Für die Entwicklung des Landes fehlen diese Gelder zwar, aber nur wenige scheint es ernsthaft zu bewegen, dass wegen des geringen Steueraufkommens keine Programme zur Behebung der Misere der knapp 40% der Bevölkerung, welche unter der Armutsgrenze leben, aufgelegt werden können.

Durch Misswirtschaft und Korruption gehen nach Schätzungen in den Philippinen rund 50% der Entwicklungsfonds und insgesamt rund 25% des Staatsbudgets verloren.

Die verbliebenen Gelder reichen meist gerade aus, um die kärglichen Gehälter der Lehrer, der Beamten und der Soldaten zu bezahlen.

Für die Entwicklung des Landes, für Infrastrukturprojekte, für die Förderung der Landwirtschaft, für die Entwicklung des Tourismus reicht es meist nur zu blumigen Ankündigungen der Verantwortlichen.

Der Cronyismus, die philippinische Variante der Vetternwirtschaft, erblühte erneut seit dem Machtantritt des Präsidenten Estrada im Sommer 1998.

Spielbanken und Lotterien wurden von Vertrauten des Präsidenten übernommen und betrieben, Schmuggelgeschäfte, Geldwäsche und Drogenhandel weiteten sich aus, dubiose Import- und Exportgeschäfte wurden von Freunden des Präsidenten getätigt.

Speziellen Freunden, die den Grossteil seines Wahlkampfes finanzierten, wurden spezielle Privilegien zuteil: Lucio Tan brauchte mit Hilfe der Intervention Estradas seine milliardenschweren Steuerschulden nicht zu bezahlen.

Er erwarb dafür weitere 35% der Anteile der Philippine National Bank, bei der er nun 45% der Anteile hält.
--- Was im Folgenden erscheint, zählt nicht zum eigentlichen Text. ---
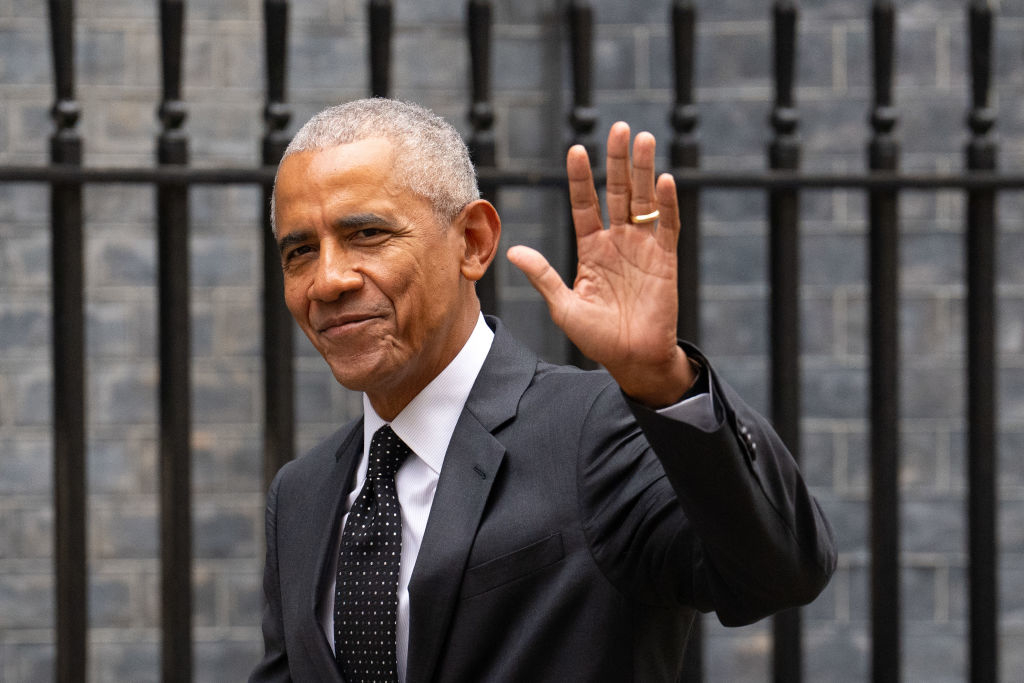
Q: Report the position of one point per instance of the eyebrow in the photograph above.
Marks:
(293, 239)
(352, 221)
(357, 220)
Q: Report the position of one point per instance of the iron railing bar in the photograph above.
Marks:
(69, 366)
(883, 204)
(542, 177)
(783, 214)
(175, 347)
(279, 345)
(981, 153)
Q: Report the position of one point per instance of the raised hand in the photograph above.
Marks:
(623, 307)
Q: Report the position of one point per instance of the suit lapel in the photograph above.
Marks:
(471, 465)
(329, 499)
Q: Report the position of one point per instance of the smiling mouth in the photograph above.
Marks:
(341, 326)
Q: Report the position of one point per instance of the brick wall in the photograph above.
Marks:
(118, 88)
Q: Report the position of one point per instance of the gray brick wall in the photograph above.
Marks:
(118, 88)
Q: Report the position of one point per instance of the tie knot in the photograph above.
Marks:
(387, 453)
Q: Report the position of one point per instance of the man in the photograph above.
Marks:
(528, 521)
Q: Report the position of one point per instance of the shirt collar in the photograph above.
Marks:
(427, 423)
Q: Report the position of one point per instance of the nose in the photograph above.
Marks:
(335, 274)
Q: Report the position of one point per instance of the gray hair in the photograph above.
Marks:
(433, 160)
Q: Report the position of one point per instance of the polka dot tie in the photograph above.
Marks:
(366, 602)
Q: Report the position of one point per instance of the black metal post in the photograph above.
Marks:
(686, 155)
(783, 208)
(583, 119)
(69, 363)
(381, 16)
(885, 352)
(981, 226)
(481, 118)
(175, 386)
(279, 370)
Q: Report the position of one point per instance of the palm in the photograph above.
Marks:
(622, 309)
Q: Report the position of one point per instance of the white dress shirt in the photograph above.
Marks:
(426, 425)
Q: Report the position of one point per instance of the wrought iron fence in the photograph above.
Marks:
(783, 182)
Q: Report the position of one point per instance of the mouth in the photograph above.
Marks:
(343, 325)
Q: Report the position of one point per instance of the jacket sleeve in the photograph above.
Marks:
(273, 665)
(719, 520)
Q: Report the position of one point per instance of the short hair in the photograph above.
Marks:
(433, 160)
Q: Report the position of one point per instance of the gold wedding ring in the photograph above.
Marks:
(645, 217)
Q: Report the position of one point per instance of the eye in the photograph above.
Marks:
(371, 236)
(297, 251)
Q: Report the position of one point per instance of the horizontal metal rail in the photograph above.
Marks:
(261, 175)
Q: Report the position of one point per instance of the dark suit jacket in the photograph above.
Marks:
(571, 535)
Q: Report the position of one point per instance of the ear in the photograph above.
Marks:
(481, 228)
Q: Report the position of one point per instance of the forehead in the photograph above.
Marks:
(364, 162)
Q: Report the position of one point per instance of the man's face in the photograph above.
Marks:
(371, 275)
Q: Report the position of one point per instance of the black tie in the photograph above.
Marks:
(366, 603)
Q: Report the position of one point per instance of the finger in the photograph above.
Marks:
(617, 184)
(583, 195)
(667, 235)
(643, 200)
(540, 273)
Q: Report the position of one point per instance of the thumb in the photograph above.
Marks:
(540, 273)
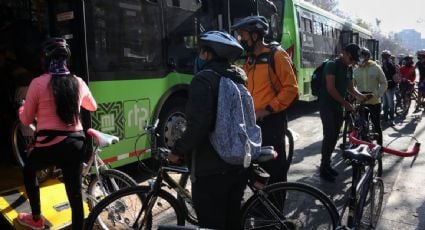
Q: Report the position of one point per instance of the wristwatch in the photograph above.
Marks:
(269, 108)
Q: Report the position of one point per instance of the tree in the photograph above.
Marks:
(328, 5)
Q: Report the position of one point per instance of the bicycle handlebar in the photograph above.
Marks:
(412, 152)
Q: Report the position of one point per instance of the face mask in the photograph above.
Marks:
(247, 47)
(198, 64)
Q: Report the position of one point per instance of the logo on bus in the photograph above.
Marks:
(108, 118)
(136, 114)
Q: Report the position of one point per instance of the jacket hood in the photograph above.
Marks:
(225, 69)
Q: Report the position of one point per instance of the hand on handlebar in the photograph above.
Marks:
(173, 158)
(348, 106)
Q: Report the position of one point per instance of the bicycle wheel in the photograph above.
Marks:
(289, 205)
(21, 138)
(121, 210)
(187, 207)
(289, 147)
(373, 205)
(112, 180)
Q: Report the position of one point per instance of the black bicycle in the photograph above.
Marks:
(363, 207)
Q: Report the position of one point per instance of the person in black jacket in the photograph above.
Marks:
(390, 70)
(217, 187)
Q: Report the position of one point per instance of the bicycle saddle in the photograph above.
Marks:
(103, 139)
(360, 154)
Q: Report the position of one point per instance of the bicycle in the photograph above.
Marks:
(144, 207)
(404, 100)
(184, 179)
(147, 207)
(358, 119)
(97, 183)
(367, 189)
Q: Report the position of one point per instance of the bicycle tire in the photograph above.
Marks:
(121, 179)
(373, 206)
(115, 210)
(188, 209)
(297, 203)
(21, 137)
(289, 148)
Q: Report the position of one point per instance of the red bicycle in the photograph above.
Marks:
(363, 207)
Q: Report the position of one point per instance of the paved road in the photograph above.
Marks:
(404, 199)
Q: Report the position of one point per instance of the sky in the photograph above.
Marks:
(395, 15)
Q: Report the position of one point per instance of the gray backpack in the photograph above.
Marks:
(236, 136)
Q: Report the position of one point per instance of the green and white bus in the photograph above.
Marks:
(310, 35)
(136, 56)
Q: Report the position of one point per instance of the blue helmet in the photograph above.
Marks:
(257, 24)
(223, 44)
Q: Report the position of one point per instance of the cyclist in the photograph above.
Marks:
(420, 65)
(390, 71)
(370, 78)
(408, 76)
(338, 80)
(217, 187)
(54, 99)
(273, 89)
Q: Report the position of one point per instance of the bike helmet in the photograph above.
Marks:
(421, 53)
(364, 52)
(56, 47)
(222, 43)
(252, 24)
(386, 53)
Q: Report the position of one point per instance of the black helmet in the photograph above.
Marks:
(223, 44)
(421, 53)
(56, 47)
(364, 52)
(408, 57)
(253, 24)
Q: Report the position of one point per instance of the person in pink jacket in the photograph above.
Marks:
(54, 100)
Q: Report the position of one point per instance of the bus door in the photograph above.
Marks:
(346, 37)
(355, 38)
(373, 46)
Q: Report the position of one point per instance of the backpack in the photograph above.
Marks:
(236, 136)
(317, 79)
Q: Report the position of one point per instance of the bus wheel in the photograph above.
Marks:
(172, 122)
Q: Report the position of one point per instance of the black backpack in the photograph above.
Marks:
(317, 79)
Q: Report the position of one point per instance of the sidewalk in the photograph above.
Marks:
(405, 208)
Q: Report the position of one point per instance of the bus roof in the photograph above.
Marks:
(344, 22)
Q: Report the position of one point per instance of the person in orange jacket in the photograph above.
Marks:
(273, 89)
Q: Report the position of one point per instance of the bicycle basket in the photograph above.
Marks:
(257, 177)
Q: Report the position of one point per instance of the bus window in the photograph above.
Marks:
(125, 37)
(182, 32)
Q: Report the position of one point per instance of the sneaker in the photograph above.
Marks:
(326, 175)
(27, 220)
Zusammen mit den 30% Anteilen, welche die Regierung hält, ist eine Dominanz bei der Bank sicher, bei der seine Fluglinie Philippine Airline hoch verschuldet ist.

Er genießt weitere Privilegien: seine Fluglinie darf den neu erbauten Terminal exklusiv nutzen und im Luftraum der Philippinen haben seine Flugzeuge eine Monopolstellung.

Ein weiterer enger Freund des Präsidenten, Herr Cojuangco, der vor zwei Jahren den Lebensmittelkonzern San Miguel übernahm, sträubt sich mit Hilfe des Präsidenten erfolgreich dagegen, rund 2 Milliarden DM, die aus Abgaben der Kleinbauern angespart wurden, aus dem Coconut Levy Fund an die notleidenden Kleinbauern auszubezahlen.

Im Laufe des Jahres 2000 reihten sich weitere Skandale aneinander: Zugunsten eines Geschäftsfreundes, der Insidergeschäfte an der Börse betrieb, intervenierte der Präsident der Philippinen und verhinderte eine Strafverfolgung.

Konfiszierte Luxusautos aus dem Zoll wurden an "bedürftige" Kabinettsmitglieder verteilt.

Die Frau des Präsidenten wurde von einer Ordensschwester beschuldigt, Gelder für wohltätige Zwecke veruntreut zu haben.

Allen Abgeordneten des Kongresses wurden Gelder ausbezahlt, um ein Gesetz beschleunigt zu verabschieden.

Der Berater des Präsidenten bei der Geiselnahme in Sulu zweigte Lösegeldzahlungen, bestimmt für die Freilassung der Geiseln, für sich selber ab.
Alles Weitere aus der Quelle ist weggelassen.